You could cut 3 off and check if there's water in the house, and no water to irrigation. That would be a way to find out.

7 is probably for use in testing the back flow preventer, and a way to blow air through your zones, purging water, and winterizing the system.

5a and 5b are also test ports when someone comes to do the annual test on the back flow preventer.

To winterize so to speak I would turn off 4, and open 7. Also turn off your irrigation controller. You might want to invest in a "fake rock" cover for the back flow preventer. I've seen numerous occasions where a backflow preventer purged of water but uncovered still has freezing issues.

These are all educated guesses. I'm only looking at a drawing.
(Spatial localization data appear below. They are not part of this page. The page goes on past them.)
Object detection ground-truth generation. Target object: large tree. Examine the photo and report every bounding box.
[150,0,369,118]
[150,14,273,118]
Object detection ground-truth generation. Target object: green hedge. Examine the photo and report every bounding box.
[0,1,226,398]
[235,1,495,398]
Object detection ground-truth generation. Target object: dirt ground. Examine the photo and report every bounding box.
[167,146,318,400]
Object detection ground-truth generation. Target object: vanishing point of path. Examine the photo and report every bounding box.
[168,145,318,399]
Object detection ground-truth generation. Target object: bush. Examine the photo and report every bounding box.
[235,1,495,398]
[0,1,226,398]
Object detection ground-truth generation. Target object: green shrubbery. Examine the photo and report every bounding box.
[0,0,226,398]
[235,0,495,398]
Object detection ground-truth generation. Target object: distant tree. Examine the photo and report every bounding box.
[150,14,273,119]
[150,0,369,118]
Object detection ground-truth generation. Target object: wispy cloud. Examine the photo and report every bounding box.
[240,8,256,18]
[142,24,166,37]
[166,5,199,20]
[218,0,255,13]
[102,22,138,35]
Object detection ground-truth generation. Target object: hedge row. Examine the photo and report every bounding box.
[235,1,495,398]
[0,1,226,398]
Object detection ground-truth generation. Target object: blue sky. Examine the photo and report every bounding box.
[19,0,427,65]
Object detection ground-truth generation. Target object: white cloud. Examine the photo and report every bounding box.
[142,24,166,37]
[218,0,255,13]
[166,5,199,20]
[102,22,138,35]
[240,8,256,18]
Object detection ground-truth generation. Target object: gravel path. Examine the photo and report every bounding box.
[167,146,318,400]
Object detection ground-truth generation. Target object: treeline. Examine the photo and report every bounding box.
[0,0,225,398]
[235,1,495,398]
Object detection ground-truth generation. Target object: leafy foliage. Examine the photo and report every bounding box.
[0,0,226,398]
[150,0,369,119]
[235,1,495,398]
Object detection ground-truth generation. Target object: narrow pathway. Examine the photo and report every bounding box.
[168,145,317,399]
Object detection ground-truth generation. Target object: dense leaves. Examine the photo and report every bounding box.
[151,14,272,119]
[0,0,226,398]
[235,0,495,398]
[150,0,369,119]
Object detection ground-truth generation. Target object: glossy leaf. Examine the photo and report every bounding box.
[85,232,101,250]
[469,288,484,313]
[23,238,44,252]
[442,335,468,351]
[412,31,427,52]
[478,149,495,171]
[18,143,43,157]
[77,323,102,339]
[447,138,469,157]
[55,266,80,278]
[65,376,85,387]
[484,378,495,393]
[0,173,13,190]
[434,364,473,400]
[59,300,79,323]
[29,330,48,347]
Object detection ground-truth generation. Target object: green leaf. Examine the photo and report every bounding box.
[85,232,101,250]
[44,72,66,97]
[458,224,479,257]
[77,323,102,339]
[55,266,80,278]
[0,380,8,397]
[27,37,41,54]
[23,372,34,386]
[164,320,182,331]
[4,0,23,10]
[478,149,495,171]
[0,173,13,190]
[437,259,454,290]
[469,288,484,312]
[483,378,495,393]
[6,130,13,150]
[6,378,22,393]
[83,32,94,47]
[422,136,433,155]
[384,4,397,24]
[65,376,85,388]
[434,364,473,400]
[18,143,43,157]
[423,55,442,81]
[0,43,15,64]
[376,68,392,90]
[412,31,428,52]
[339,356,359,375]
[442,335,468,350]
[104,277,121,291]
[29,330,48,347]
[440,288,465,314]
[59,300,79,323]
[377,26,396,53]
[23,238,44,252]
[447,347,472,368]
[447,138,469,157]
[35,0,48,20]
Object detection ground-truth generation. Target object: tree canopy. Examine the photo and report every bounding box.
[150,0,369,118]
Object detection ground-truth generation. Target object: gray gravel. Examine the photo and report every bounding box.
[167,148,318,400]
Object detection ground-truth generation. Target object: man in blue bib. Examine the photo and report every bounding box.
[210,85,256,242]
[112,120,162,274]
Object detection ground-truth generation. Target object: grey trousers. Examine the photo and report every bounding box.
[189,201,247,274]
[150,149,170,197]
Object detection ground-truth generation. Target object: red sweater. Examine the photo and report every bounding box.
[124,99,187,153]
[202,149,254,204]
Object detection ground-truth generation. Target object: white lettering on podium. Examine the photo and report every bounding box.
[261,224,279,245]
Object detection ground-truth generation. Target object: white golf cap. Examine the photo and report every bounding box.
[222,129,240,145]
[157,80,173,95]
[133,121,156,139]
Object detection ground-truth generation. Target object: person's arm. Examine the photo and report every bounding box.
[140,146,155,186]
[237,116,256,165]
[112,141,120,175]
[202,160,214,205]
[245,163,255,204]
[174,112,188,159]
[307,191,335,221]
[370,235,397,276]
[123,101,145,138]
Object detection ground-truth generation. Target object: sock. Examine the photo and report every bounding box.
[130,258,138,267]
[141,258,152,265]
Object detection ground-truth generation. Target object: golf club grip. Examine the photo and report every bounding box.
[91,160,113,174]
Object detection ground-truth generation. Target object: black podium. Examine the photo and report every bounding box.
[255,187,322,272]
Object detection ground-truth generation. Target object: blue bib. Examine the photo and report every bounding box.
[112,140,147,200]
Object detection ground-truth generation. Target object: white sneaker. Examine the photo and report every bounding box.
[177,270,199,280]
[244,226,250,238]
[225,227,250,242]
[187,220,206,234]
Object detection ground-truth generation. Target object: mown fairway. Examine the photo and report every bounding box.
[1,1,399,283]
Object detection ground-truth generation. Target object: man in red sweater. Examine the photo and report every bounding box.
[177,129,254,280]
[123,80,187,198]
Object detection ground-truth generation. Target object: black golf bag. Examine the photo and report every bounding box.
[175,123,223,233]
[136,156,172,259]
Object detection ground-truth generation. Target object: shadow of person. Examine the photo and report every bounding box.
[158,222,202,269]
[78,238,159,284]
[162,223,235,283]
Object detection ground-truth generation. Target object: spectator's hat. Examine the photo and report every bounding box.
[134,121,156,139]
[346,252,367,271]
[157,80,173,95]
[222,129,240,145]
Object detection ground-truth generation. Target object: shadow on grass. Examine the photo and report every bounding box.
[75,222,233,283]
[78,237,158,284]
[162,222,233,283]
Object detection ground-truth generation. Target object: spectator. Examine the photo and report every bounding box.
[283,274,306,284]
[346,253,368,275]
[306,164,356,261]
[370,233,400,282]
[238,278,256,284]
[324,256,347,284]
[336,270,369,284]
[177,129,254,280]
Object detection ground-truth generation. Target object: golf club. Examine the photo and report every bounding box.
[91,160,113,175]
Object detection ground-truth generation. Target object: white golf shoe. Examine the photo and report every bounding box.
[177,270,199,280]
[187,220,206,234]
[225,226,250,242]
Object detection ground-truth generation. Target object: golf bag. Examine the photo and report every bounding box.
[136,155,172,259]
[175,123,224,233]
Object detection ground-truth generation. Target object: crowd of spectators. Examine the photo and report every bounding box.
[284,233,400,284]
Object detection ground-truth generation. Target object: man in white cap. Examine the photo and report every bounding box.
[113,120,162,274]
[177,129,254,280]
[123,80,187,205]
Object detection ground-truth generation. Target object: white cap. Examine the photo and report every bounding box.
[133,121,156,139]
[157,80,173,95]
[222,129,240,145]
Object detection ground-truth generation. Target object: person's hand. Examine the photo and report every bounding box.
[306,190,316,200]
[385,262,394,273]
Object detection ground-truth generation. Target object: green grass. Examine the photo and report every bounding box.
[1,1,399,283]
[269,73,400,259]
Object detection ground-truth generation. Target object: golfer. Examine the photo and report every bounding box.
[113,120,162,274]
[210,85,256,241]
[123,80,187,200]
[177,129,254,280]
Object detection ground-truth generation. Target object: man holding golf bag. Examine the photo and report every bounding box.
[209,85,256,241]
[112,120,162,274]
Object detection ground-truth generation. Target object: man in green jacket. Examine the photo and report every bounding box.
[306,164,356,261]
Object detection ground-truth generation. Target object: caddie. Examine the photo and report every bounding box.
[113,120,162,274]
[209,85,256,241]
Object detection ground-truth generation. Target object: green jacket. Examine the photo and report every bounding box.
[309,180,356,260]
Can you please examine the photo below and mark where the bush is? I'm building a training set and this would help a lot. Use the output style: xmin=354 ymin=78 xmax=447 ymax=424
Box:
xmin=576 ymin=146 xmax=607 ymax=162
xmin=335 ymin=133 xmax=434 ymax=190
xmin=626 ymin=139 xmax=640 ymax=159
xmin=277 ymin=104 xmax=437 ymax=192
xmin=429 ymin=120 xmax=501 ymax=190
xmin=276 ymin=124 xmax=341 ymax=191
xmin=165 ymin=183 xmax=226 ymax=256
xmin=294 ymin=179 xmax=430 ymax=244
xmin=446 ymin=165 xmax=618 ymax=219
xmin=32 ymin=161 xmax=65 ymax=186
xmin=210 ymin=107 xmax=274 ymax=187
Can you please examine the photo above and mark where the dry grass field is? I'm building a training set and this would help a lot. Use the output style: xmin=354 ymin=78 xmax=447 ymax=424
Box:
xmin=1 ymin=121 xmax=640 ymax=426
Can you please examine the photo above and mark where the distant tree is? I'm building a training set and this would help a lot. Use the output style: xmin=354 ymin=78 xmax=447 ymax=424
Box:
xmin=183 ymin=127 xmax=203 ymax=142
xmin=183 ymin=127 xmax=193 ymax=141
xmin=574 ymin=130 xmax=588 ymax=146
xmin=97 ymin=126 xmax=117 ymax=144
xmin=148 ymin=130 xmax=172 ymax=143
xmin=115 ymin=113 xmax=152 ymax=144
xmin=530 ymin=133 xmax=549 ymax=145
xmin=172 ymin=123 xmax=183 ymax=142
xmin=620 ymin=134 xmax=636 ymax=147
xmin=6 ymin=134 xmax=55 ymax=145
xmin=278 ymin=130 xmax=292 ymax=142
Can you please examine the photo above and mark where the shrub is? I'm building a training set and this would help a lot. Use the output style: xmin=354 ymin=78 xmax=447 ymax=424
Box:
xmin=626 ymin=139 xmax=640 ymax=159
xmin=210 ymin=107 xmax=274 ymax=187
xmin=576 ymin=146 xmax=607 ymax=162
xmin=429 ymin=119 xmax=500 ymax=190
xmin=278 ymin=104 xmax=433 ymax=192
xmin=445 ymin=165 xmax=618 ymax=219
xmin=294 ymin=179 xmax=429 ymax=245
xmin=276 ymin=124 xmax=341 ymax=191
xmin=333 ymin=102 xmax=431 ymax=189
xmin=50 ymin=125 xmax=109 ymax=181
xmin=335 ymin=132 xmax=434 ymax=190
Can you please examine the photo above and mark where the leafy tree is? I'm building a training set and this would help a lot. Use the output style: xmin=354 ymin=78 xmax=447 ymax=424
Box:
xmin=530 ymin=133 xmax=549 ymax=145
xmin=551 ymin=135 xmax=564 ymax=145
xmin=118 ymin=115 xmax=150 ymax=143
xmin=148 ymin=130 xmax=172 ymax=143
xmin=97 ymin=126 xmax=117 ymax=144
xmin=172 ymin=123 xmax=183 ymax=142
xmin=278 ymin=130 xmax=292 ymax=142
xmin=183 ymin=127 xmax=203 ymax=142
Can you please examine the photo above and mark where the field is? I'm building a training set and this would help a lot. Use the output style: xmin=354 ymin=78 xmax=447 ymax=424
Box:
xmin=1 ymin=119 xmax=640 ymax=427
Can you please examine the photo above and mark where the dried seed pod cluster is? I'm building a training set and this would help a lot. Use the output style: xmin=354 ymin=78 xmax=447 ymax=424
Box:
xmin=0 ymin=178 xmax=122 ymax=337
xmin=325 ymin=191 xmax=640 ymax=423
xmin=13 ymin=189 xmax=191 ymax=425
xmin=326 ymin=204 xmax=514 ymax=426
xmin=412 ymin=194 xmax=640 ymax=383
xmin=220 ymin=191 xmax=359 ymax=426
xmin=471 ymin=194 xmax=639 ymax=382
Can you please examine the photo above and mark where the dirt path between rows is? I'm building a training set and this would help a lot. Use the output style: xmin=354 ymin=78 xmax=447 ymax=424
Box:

Good luck.


----------



## brandontw (Apr 25, 2019)

Thanks for the reply!

I might have misled you a bit with my diagram... 1, 2, and 3 are NOT out at the street, they are by the house a few feet away from the valve box.

I keep 2 and 3 off during winter, and open them during the summer, although now I'm realizing that I've been opening 3 for essentially no reason... i don't know what it does. It certainly doesn't turn off water to the entire house.

I do use 7 to drain the system during winter. I did not know that 5a and 5b were test ports. good to know.

I have a cover for the backflow preventer assembly, but it still froze at some point apparently


----------



## Delmarva Keith (May 12, 2018)

Post photos. Might make more sense if we could see pictures of what you have there.


----------



## brandontw (Apr 25, 2019)

https://imgur.com/a/OdpgUjq

That's a picture of the vacuum breaker setup.

I'll try to take a pic of the valves this evening, but really not much to those. just three vertical pipes with caps with valves in the bottom, just like is drawn on the diagram.


----------



## SCGrassMan (Dec 17, 2017)

I think 7 is for compressed air to blow out the system.


----------



## Delmarva Keith (May 12, 2018)

What I'm curious about is your mystery valve - I think labeled 3 in your diagram. Can you get a good photo of that setup?

And I agree with @SCGrassMan - 7 is for blowout.


----------



## SCGrassMan (Dec 17, 2017)

I'm going to take a random guess that 3 is a valve to something that's been cut out and replaced with 2.


----------